O Benfica que defendia bem, mas perdia imediata e sucessivamente a bola, continuou a defender bem, mas já não perdia bola logo. Já a segurava e a trocava. Não dava para muito, mas sempre dava para conquistar umas faltas, uns livres e uns cantos. Dos três cantos conquistados na primeira parte - de resto consecutivos - já se tinha percebido que poderia ser por ali.

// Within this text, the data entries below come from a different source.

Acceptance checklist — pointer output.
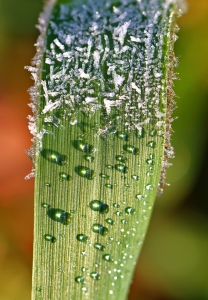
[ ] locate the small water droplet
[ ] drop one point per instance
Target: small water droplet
(135, 177)
(54, 156)
(85, 172)
(151, 144)
(98, 228)
(89, 158)
(149, 187)
(45, 205)
(82, 238)
(99, 246)
(109, 186)
(121, 158)
(104, 175)
(59, 215)
(108, 257)
(82, 146)
(121, 168)
(131, 149)
(99, 206)
(122, 135)
(129, 210)
(109, 221)
(95, 275)
(64, 176)
(49, 238)
(79, 279)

E foi. Uma falta bem conquistada pelo Gonçalo Ramos deu num livre lateral. Batido pelo Grimaldo - sempre nas bolas paradas - a preceito, e concluído de cabeça pelo Darwin, ganhando de cabeça ao defesa Timber e antecipando-se a Onana. Que não fez uma única defesa. O relógio marcava o minuto 77, e só não estava encontrado o herói do jogo porque todos eram, e foram, heróis.
Sentiu-se - sentiram-no os jogadores e sentimo-lo todos - que o jogo estava ganho, e que o lugar entre os oito melhores da Champions já não fugiria. Já só era preciso sofrer mais um bocadinho, e os heróis sabem fazê-lo. O resto era trazer para o jogo as lições que aprendem em todos os jogos do nosso campeonato, para ajudar a passar o tempo.
Que foi passando, sem grandes sobressaltos. Mesmo com 6 minutos de compensação, que passaram a 7, e acabaram em oito. Valeram bem, esses dois minutos acrescentados: no primeiro, Yaremchuk, que havia substituído Everton ainda antes do golo, isolou-se e bem poderia ter marcado o segundo. Teria bastado que, primeiro, tivesse sido mais expedito no remate e, depois, não o tendo sido, que tivesse conseguido dar a bola a Rafa, ali ao lado. O segundo deu a oportunidade a Vlachodimos para verdadeiramente brilhar no jogo, com uma grande defesa. Que não contou para as estatísticas por o lance ter sido anulado por fora de jogo. Cobrou o livre, e o árbitro apitou.
Para a festa. Dos heróis de Amesterdão e de todos nós. Em especial dos de nós que lá estavam, e tomaram conta do fantástico Johan Cruijff Arena, engalanado para receber este jogo memorável.